ディドロは『百科全書』の項目を大きく3つに分類した。記憶(歴史にまつわる項目)、理性(哲学にまつわる項目)、想像(芸術にまつわる項目)である。大きな論争を呼んだのは、神すなわち造物主にまつわる項目を個別に設けず、宗教を妖術や迷信などと同様に哲学の1項目として扱った点だった。こうした姿勢は画期的で多くの批判を招いた。はるか昔から、宗教はヨーロッパの生活や思想におけるまさに中心的存在だったが、『百科全書』と啓蒙主義はそうした位置づけを完全に否定した。
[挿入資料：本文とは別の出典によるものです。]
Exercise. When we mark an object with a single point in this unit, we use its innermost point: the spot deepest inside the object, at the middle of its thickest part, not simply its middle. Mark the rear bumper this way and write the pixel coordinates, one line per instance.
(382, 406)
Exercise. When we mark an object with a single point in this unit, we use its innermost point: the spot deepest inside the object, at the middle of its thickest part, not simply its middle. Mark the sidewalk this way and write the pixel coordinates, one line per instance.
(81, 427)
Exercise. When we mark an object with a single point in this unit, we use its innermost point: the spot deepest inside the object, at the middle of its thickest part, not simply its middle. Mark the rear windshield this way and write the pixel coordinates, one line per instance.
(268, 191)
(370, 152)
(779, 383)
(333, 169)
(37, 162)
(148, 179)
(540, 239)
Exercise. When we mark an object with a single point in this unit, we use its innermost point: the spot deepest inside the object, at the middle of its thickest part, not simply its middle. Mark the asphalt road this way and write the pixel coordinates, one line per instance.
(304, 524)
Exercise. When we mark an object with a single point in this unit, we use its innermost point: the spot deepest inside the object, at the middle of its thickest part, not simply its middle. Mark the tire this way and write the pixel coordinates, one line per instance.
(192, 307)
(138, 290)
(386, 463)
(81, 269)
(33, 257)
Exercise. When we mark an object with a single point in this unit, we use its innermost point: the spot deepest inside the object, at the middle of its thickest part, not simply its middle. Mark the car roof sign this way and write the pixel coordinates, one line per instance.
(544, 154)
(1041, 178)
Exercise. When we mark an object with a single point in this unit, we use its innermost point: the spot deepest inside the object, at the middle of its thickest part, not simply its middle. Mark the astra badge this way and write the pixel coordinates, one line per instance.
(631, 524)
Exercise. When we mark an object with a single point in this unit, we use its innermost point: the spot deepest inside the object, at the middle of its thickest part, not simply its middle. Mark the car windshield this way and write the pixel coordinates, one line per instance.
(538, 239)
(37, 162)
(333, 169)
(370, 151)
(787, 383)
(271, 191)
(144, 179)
検閲や編者に対する圧力や強迫が当局によっておこなわれたが、出版された『百科全書』は広く活用され、多大な影響力を持つ辞典となった。また、辞典によって広まった思想は、18世紀末にフランスやアメリカで起った革命へと人々を駆り立てていった。

平等と自由 より

人々は科学革命や啓蒙主義によって、理性を用いれば人間にまつわる自然法を解明できるという思いも強く持つようになった。啓蒙主義の思想家は宗教を根拠とした事実を認めなかった。また、宗教と政治は切り離すべきであり、そのどちらも個人の権利を損なってはならず、だれもが自由に意見を表明し、好きな信仰を選び、読みたいものを読む権利を有していると考えた。しばしば自由主義と呼ばれるこの政治理念は、17世紀の哲学者である自由主義の父、イギリスのジョン・ロックなどの考えに由来する。ロックの主張は、人間は生まれながらにある種の権利を持っていて、それは法律や慣習に左右されないというものだった。言い換えれば、そのような権利は、教会や君主が定める法令とは完全に別個の存在だということである。その具体的な形はさまざまだが、そこには生存権自由権、そして自分が生産したものを所有する権利が含まれた。ロックはこのような自然権をあらゆる統治システムの基礎とすべきだと考えていて、つづいた啓蒙主義者のあいだでも中心的な思想となった。